How Rituparno Ghosh's Filmography Explored Womanhood Through A Feminist Lens

Rituparno's body of work asks the same question that Matt Walsh asks — "What is a woman?"
Rituparno's body of work asks the same question that Matt Walsh asks — "What is a woman?"Rituparno Ghosh

Recently, Matt Walsh's 2022 documentary What Is A Woman became one of the most successful documentaries of all time garnering more than 177 million views within a short period following a censorship debate on Twitter. Examining viewpoints on gender, sex reassignment surgery, and transgender adolescents and dissecting the definition of womanhood, the film is one the most crucial piece of art tying together a multitude of socio-cultural narratives on the gender binary, trans rights, pronouns, identity and femininity. Three decades ago, a queer Bengali filmmaker posed the same question about womanhood, juxtaposing the idea of a woman with her roles in an Indian society.

Rituparno Ghosh stands as one of Bengal's most prominent contemporary directors, renowned for his art house films that delve into the complexities of relationships and the intricate emotions surrounding everyday family life.
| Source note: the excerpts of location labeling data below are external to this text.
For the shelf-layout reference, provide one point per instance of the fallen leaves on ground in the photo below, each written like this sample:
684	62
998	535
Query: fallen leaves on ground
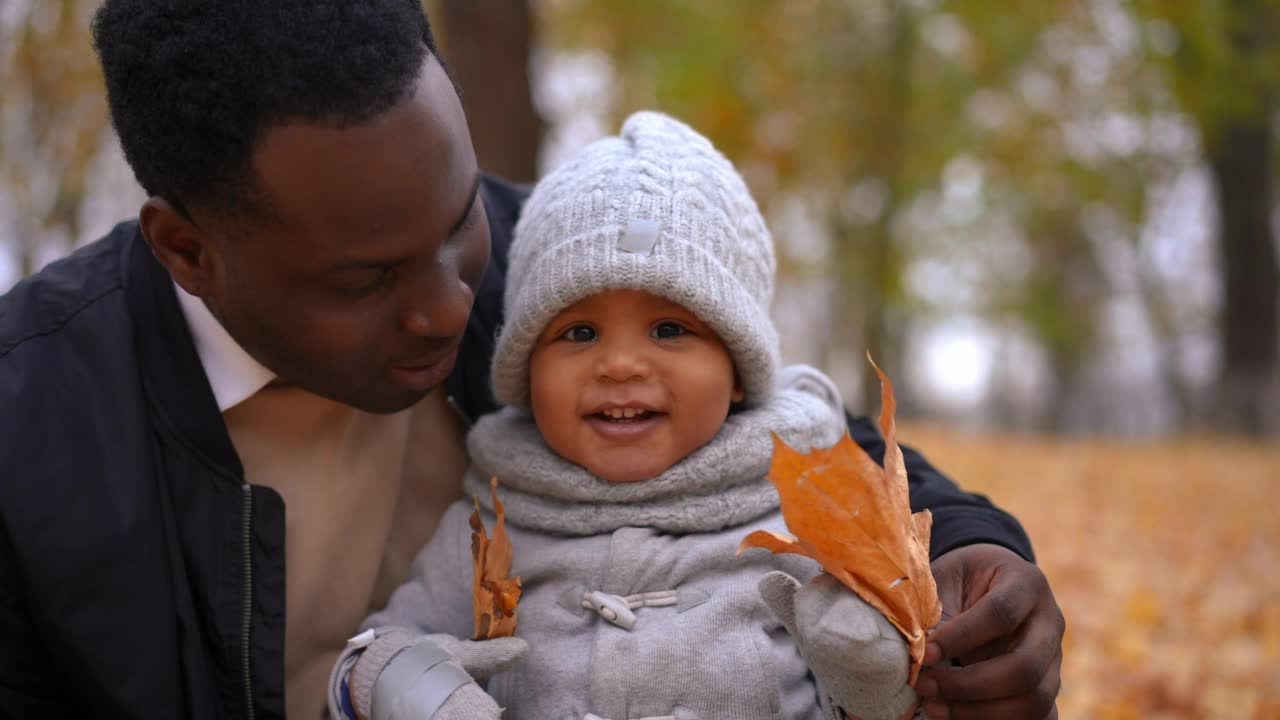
1164	559
494	593
854	518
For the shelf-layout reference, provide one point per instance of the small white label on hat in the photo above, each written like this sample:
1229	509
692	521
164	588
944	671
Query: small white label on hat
640	237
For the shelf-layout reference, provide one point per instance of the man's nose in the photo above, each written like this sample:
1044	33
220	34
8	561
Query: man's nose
437	305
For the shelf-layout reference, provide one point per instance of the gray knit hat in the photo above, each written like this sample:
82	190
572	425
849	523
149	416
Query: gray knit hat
656	209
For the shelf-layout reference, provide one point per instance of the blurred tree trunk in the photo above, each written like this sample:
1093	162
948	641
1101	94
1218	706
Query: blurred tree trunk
1240	158
488	45
868	261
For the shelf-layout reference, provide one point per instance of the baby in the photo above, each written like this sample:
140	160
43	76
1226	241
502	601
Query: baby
641	378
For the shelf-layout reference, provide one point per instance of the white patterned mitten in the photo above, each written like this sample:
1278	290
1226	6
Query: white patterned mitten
402	675
858	656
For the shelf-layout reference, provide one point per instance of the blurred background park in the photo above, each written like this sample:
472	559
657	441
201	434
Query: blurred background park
1054	223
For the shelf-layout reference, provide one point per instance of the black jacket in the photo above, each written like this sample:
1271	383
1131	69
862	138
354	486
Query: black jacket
140	575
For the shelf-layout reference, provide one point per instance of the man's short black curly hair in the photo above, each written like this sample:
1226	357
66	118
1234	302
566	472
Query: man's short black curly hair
192	85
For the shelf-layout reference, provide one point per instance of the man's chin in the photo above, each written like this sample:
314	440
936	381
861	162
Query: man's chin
385	401
391	402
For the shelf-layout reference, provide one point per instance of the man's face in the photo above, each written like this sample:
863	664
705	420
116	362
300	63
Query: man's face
360	286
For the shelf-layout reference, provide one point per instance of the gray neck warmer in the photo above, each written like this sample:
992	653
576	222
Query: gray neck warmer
718	486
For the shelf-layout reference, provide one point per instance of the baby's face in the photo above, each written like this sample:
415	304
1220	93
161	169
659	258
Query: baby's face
626	384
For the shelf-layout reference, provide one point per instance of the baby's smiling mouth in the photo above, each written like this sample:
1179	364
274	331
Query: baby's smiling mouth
626	414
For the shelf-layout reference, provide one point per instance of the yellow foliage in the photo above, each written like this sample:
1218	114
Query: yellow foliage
1162	556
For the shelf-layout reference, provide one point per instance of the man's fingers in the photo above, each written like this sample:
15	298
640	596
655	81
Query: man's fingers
1002	687
1032	654
996	615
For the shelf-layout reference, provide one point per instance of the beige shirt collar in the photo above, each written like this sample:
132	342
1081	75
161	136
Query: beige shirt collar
233	374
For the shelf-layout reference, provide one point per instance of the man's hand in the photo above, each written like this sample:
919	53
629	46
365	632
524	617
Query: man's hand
1002	632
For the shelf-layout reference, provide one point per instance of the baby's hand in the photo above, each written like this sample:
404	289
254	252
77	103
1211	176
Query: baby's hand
859	659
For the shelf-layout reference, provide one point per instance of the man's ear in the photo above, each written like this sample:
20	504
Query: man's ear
178	245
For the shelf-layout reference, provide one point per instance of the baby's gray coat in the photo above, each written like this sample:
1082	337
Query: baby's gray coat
703	647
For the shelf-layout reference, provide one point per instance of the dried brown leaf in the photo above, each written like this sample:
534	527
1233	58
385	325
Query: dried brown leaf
854	518
494	593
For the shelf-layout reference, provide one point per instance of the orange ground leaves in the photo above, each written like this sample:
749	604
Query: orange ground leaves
854	518
494	593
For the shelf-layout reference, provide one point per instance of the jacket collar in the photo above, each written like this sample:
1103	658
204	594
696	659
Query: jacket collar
174	379
233	374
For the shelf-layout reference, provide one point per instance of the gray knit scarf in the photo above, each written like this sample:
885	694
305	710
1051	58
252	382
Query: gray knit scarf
718	486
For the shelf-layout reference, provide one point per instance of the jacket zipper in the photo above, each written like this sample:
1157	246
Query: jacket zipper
247	596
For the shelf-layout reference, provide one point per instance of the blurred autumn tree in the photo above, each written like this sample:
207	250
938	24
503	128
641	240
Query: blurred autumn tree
53	118
863	109
1024	167
488	48
1226	72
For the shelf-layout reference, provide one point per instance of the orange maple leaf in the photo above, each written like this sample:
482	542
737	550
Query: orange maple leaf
493	593
855	519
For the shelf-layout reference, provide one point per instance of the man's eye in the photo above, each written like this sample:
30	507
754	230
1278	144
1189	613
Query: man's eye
579	333
382	279
667	331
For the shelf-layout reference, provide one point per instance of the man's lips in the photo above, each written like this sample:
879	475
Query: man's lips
425	373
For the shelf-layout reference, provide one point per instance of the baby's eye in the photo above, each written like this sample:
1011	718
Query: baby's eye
667	331
579	333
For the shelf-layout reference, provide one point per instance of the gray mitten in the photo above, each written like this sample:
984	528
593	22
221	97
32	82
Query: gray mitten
858	656
401	675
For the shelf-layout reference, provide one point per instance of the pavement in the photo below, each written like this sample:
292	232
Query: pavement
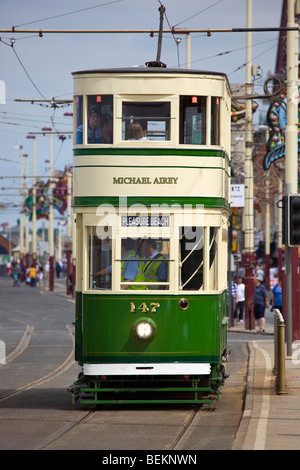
271	416
270	420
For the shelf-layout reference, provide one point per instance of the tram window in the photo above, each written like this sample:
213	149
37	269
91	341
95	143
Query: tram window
215	121
79	119
100	259
213	258
100	119
191	258
192	120
145	263
146	121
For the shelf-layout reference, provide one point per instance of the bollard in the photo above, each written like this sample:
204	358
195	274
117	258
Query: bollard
279	345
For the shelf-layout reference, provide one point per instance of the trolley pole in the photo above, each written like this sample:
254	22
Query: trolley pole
21	214
248	215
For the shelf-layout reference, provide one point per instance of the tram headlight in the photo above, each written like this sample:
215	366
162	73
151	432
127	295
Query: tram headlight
183	304
145	328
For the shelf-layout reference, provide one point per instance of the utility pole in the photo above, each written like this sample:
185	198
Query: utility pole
21	214
34	255
248	214
291	153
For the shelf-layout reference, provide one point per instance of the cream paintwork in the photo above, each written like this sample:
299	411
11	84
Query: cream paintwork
194	179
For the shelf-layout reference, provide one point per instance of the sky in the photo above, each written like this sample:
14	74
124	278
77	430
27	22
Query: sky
35	68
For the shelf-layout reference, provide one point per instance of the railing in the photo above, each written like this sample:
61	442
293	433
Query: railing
279	352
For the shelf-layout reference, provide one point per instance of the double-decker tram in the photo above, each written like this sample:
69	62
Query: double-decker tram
151	202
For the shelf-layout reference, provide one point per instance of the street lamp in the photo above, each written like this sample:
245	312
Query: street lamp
20	147
34	256
26	252
50	233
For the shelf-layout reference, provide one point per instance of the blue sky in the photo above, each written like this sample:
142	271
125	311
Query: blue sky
42	66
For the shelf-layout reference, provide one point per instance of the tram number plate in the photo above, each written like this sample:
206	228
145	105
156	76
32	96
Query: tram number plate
145	221
143	307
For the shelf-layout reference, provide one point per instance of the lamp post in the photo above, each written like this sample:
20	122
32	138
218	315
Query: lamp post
50	231
291	156
248	215
20	147
26	251
34	256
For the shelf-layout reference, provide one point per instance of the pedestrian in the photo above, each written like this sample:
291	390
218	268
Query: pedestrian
233	296
57	269
240	298
32	275
261	302
277	295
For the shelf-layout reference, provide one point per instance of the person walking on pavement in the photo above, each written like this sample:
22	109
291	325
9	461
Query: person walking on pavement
277	296
240	298
261	302
32	275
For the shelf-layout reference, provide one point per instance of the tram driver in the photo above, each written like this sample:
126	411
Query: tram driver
131	267
155	267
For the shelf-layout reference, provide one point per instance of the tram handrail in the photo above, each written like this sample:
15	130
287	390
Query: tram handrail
279	352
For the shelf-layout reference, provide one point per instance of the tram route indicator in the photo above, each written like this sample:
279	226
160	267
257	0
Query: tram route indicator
145	221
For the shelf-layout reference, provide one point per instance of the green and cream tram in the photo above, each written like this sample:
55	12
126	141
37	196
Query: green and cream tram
151	202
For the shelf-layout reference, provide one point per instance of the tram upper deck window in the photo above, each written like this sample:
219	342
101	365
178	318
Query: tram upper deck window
99	121
215	121
192	128
146	121
79	119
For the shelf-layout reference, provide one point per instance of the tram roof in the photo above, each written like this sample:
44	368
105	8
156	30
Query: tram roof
151	70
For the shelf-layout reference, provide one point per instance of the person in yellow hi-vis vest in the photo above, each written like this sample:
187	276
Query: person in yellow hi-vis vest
131	267
155	266
32	275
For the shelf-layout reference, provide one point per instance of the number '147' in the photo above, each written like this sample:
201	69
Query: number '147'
144	308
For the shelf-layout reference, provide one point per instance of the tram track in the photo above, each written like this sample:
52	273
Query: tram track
185	427
69	362
66	430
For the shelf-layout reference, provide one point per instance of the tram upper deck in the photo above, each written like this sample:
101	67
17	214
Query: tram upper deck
151	133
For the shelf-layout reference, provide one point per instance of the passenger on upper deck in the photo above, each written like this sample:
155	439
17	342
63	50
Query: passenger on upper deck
94	133
106	129
136	132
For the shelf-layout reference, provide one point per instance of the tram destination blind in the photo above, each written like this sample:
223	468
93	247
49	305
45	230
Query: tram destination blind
145	221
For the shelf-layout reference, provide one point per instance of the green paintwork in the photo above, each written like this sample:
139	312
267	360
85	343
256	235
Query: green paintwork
206	152
105	328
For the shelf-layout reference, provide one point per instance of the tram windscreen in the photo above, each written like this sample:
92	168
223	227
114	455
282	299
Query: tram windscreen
146	121
145	263
192	120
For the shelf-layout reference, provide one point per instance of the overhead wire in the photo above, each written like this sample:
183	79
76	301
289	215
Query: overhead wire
70	13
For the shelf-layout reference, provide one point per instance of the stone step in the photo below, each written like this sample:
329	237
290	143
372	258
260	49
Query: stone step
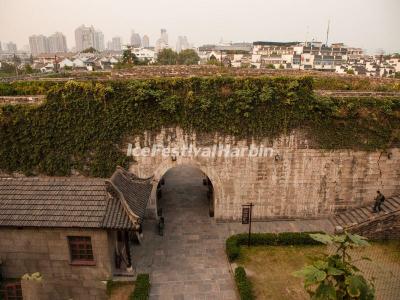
363	214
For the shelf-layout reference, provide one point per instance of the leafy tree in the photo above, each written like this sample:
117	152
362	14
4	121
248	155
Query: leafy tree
188	57
270	66
28	69
335	277
7	68
167	57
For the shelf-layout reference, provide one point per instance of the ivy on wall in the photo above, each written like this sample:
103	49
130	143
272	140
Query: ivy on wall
81	125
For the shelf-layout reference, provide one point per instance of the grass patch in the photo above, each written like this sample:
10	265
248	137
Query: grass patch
269	268
243	284
117	290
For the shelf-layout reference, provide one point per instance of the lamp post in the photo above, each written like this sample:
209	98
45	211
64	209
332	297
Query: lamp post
247	210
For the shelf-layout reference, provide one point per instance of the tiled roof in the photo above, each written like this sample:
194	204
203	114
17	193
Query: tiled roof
69	202
135	191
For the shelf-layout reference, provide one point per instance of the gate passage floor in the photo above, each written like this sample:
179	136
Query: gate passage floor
189	261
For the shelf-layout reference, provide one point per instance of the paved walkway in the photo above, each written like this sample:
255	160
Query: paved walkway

Having received national and international acclaim, Rituparno's body of work asks the same question that Matt Walsh asks — "What is a woman?"

Separate the duties and interpersonal, imaginary and mythical associations of a mother, daughter, sister and wife, dream girl, and goddess and what do you have? Can she exist without them?

In Dahan (1997) which was based on Suchitra Bhattacharya's novel, Rituparno gives the gender wars a humanistic lens. Romita is attacked and molested in an open street by goons who also beat up her husband as the bystanders watch with no intention to help except for Jhinuk, a young schoolteacher. The director, instead of weaving another tired story of 'female solidarity' instead questions the very nature of the oppressive structures that treat women as second-class citizens. The film also dives into victim blaming and highlights how violence and shame are linked to the woman instead of the men who perpetrate it exposing out deep-rooted contempt for "the weaker sex".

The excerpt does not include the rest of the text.